American brand of automotive replacement parts

FRAM is an American brand of automotive replacement parts offering oil filters, air filters, fuel filters, and similar products.

As of 1936, FRAM produces original equipment for automotive manufacturers.

==History==
FRAM was founded by James Bigwood (treasurer) and Steve Wilson(President) of Providence, Rhode Island in the 1930s. James Bigwood sat in his basement and decided on the orange and black colors that have continued to stay with Fram. They hired scientists T. Edward Aldham and Frederick Franklin in 1932, to develop a replaceable oil filtering element. The company's name is a blend of Franklin and Aldham. FRAM incorporated in 1934, averaging a production of ten filters per day. In 1936, FRAM began its partnership with automotive manufacturers, becoming original equipment on the 1936 Studebaker. In 1945, FRAM received the Army-Navy "E" Award becoming the exclusive manufacturer for filter development. FRAM opened the industry's largest filtration engineering and research facility in 1973.

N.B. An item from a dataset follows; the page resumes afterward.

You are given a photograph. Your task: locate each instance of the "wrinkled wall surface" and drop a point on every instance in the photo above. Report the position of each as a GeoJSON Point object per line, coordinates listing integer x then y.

In September 2025, FRAM's former parent company, First Brands Group, filed for Chapter 11 bankruptcy after substantial losses in revenue, listing assets between $5 billion and $10 billion and liabilities between $10 billion and $50 billion.

On June 17th, 2026, Premium Guard Inc. acquired the FRAM brand assets from First Brands Group. They also purchased key manufacturing equipment from the legacy FRAM facility in Greenville, Ohio.

==Advertising==
FRAM introduced its first slogan, "The Dipstick Tells the Story" in 1942. FRAM introduced its iconic slogan, "You can pay me now, or pay me later" in 1971.